If a brain aneurysm bursts, it’s a hemorrhagic stroke, and time lost is brain lost. Emergency medical attention can save a life!
And if a brain aneurysm is found, steps can be taken to treat it to help prevent rupturing.
Treatment for a Stroke vs Aneurysm
Treatment for stroke and aneurysm are different, but there is some overlap.
Here’s the main difference between treatment for a stroke vs an aneurysm:
How a Stroke Is Treated
When a stroke is caused by a blood clot (ischemic stroke), treatment usually involves a clot-dissolving drug called tPA or surgery to remove the clot.
When stroke is caused by a burst artery (hemorrhagic stroke), treatment often involves surgery. For example, sometimes a hemicraniectomy is required to open the skull and treat swelling in the brain.
Treatment for a hemorrhagic stroke overlaps with treatment for brain aneurysms.
How an Aneurysm Is Treated
While small aneurysms are often benign and left alone, large aneurysm are often surgically treated in order to prevent rupturing.
There are 4 different options that your doctor may recommend:
Treatment for an Unruptured Brain Aneurysms
1. Aneurysm clipping
When a large berry aneurysm is found in the brain, doctors may recommend an aneurysm clipping, where a tiny metal clip is surgically placed to isolate the aneurysm and prevent rupturing.
2. Coil embolization
Another option that doctors may suggest is a coil embolization, where tiny metal coils are inserted into the “berry” to isolate it from normal blood flow.
3. Endovascular flow diversion
When a clipping or coiling won’t suffice, an endovascular flow diversion may be implemented.
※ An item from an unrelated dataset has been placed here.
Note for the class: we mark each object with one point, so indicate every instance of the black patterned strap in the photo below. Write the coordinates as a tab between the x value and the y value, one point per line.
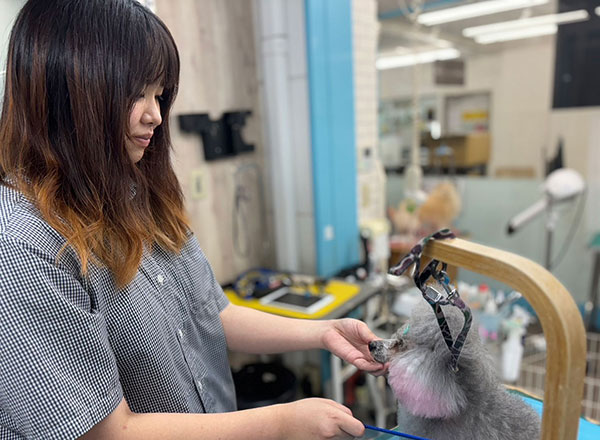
433	297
During this surgery, a tightly woven mesh tube is inserted into the artery to prevent blood from entering the aneurysm.
4. Artery occlusion and bypass
When an aneurysm isn’t accessible or too damaged, a bypass may be performed. During this surgery, tiny metal clips are used to completely block flow from the artery. The blood flow is then rerouted via vessel grafting by taking an artery from somewhere else and adding it to the problem area.
Treatment for a Ruptured Brain Aneurysm (Hemorrhagic Stroke)
A ruptured brain aneurysm – which is a type of hemorrhagic stroke – is usually treated with a craniotomy, where a surgeon removes part of the skull and clips the ruptured artery to stop the bleeding.
Once the aneurysm is treated and normal blood flow is restored in the brain, stroke rehabilitation can begin to recover from the side effects caused by a brain bleed.
So, What’s the Difference?
The main difference between a stroke and an aneurysm is that a stroke is an event while an aneurysm is a condition.
A stroke occurs when the supply of blood in the brain becomes compromised, and an aneurysm occurs when a blood vessel becomes damaged and bulges.
When a brain aneurysm ruptures, it can cause a stroke. However, sometimes brain aneurysm can exist without symptoms or rupturing, especially small ones.
Treatment for aneurysms often involves surgery to either prevent the aneurysm from rupturing or to stop the bleeding once it has ruptured.